小雨降る午後―。





でっぷりとした腹を擦りながら、佐伯は目の前に居るスーツ姿の男を見た。




「―それで、上手く行きそうなのか?」




「はい、順調に行っております。」




淡々とした口調で、姿勢を崩すことなく答えた男は、無表情でも笑っているように見える。



佐伯はそんな男の事をいつも薄気味悪く感じていた。




「…なら、いい。まぁ、アレはお前の事を少しも疑ってなんかおらんのだろう。当たり前だが…」




何を考えているのかわからない瞳から目を逸らし、湯呑みに手を伸ばすと、男の苦笑が聞こえる。




「―それは、どうでしょうか。」



「……まさか、感づかれて…」



「いえ、それはありません。今は別の事に気を取られているようですから。

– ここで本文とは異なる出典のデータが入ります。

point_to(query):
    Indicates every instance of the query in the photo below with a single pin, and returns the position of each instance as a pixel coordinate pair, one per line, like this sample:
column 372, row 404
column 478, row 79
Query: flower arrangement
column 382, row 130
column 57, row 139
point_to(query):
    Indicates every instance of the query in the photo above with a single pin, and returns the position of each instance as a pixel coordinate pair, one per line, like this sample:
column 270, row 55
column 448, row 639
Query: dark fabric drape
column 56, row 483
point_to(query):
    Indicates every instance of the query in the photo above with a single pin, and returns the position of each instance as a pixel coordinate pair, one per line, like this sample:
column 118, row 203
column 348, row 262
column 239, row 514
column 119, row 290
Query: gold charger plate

」




意外な情報に佐伯は顔を上げた。



「別の事?」



「ええ。珍しいでしょう?何があっても今まで隙がなかったものですから、却って好都合です。」



「父親のことではなく?」



「まさか。」



そんなことはわかっていたが、敢えて訊かずにはいられなかった。

母親の命日に呼んでやっても顔色を変えず、父親の危篤を聞いた時ですら眉一つ動かさなかったあの男が、一体何に気を取られるというのだ。

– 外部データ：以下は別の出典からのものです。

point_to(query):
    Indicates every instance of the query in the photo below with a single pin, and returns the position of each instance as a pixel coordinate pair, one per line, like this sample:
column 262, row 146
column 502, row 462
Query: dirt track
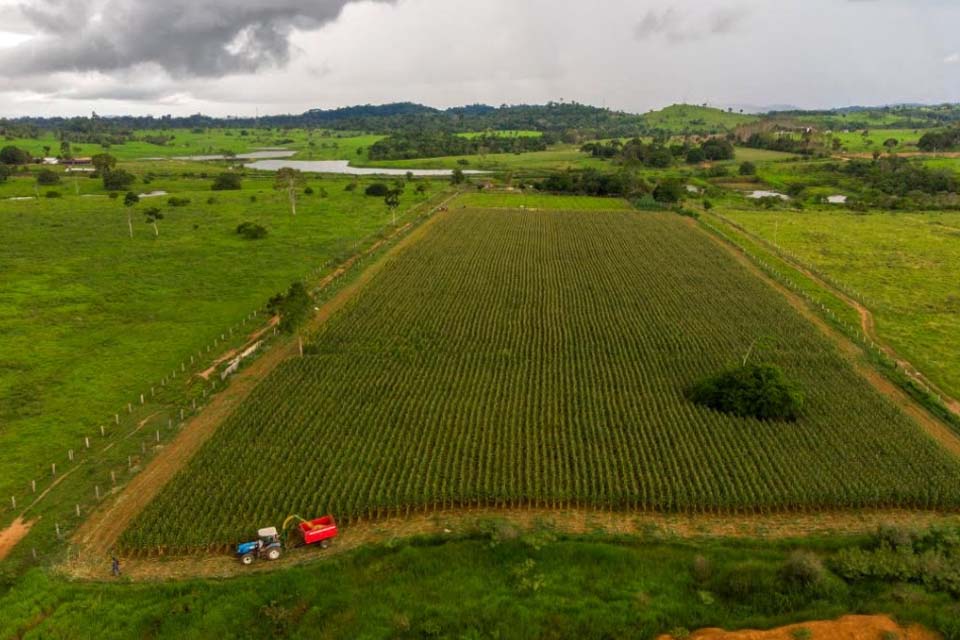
column 867, row 322
column 845, row 628
column 97, row 535
column 91, row 566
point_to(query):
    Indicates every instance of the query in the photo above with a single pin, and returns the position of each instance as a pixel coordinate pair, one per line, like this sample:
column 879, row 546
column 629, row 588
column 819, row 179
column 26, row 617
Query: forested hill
column 558, row 118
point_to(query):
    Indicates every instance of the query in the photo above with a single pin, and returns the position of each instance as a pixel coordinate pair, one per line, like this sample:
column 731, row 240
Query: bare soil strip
column 509, row 523
column 867, row 323
column 846, row 628
column 930, row 424
column 97, row 535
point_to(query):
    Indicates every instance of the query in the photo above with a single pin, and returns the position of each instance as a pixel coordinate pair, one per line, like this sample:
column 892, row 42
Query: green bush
column 227, row 182
column 759, row 391
column 377, row 189
column 48, row 177
column 251, row 231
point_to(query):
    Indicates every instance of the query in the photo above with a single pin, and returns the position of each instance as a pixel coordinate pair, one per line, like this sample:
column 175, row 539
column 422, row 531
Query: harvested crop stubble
column 515, row 359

「まぁ、諒も人の子だってことでしょうか。では、失礼致します。」




言葉を濁した男は、そのまま立ち上がろうとした。




「ああ、楓」


「はい」



慌てて呼べば、穏やかに返事をし、居住まいを正す。



―本当に似てないな。


佐伯は毎度御馴染みの感想が頭に浮かんで、複雑な感情になった。